Il presunto attacco e le conclusioni di Anthropic

Anthropic riferisce che il gruppo ha utilizzato Claude per automatizzare circa l’80-90% di uno sforzo di ricognizione e sfruttamento rivolto a 30 organizzazioni nei settori tecnologico, finanziario e governativo. L’IA avrebbe avuto il compito di analizzare le vulnerabilità, generare exploit, raccogliere credenziali ed esfiltrare dati, con operatori umani che intervenivano solo per decisioni di alto livello. Secondo quanto riferito, gli aggressori hanno aggirato i protocolli di sicurezza suddividendo gli obiettivi dannosi in attività più piccole e apparentemente benigne, una tecnica chiamata “scomposizione delle attività”.

Gli ingegneri antropici hanno interrotto l’operazione attraverso sistemi di monitoraggio interni, notando che il modello produceva errori (come credenziali allucinatorie) che richiedevano una correzione umana. Questo incidente viene descritto come una dimostrazione “prima nel suo genere” di spionaggio orchestrato dall’intelligenza artificiale.

Disaccordo sui livelli di autonomia

Tuttavia, l’affermazione di un’automazione quasi totale è dibattuta. Alcuni esperti, come Mike Wilkes della Columbia e della New York University, sostengono che, sebbene l’aspetto dell’orchestrazione sia nuovo, gli attacchi stessi sono relativamente semplici. Il suo punto è che questa è una dimostrazione “ciao mondo” di attacchi guidati dall’intelligenza artificiale, non un salto rivoluzionario nelle capacità informatiche.

Seun Ajao, docente senior presso la Manchester Metropolitan University, suggerisce che i gruppi sostenuti dallo stato utilizzano da tempo l’automazione nei loro flussi di lavoro e che i LLM possono già generare script e scansionare l’infrastruttura. Ritiene che la cifra del 90% sia probabilmente sopravvalutata, sottolineando che la scomposizione dei compiti e la necessità di correzione umana sono in linea con le pratiche informatiche esistenti.

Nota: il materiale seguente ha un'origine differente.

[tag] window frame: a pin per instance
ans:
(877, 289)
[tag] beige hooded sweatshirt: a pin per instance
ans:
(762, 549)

Katerina Mitrokotsa, professoressa di sicurezza informatica all’Università di San Gallo, è d’accordo, descrivendo l’incidente come un “modello ibrido” in cui l’intelligenza artificiale funge da motore di orchestrazione sotto la direzione umana. Sostiene che aggirare le restrizioni di sicurezza inquadrando attività dannose come test di penetrazione legittimi suggerisce un’autonomia meno completa di quanto suggerisce Anthropic.

Perché è importante: il cambiamento nella guerra informatica

La preoccupazione principale non è necessariamente se l’intelligenza artificiale stesse svolgendo il 50% o il 90% del lavoro. La vera minaccia è la ridotta richiesta di competenze e risorse per lanciare attacchi informatici sofisticati. Anche l’orchestrazione parziale basata sull’intelligenza artificiale rende le campagne più scalabili e oscura la responsabilità quando un LLM diventa la componente centrale di un’intrusione.

Se gli avversari riescono a sfruttare gli strumenti di intelligenza artificiale rivolti ai consumatori per accelerare la ricognizione, comprimere il tempo che intercorre tra la scansione e lo sfruttamento e ripetere gli attacchi più velocemente di quanto i difensori possano rispondere, le implicazioni sono profonde. Inoltre, la disponibilità di strumenti di intelligenza artificiale standardizzati riduce la barriera all’ingresso per i gruppi di spionaggio informatico.

Il panorama futuro: operazioni ibride

Lo scenario più probabile è che non si sia trattato di un attacco completamente autonomo, ma piuttosto di un’operazione guidata dall’uomo amplificata dall’intelligenza artificiale. Gli esperti prevedono che gli avversari tratteranno sempre più l’intelligenza artificiale come un livello di orchestrazione, unendo compiti di ricognizione, elaborando exploit e generando codice su larga scala. I difensori dovrebbero aspettarsi più operazioni ibride in cui gli LLM moltiplicano le capacità umane invece di sostituirle completamente.

L’incidente serve da avvertimento: sebbene questa particolare campagna sia stata rilevata, gli attacchi futuri che sfruttano l’intelligenza artificiale potrebbero rivelarsi più difficili da bloccare. La domanda non è se, ma quando, campagne simili prolifereranno, costringendo i difensori ad adattarsi più velocemente che mai.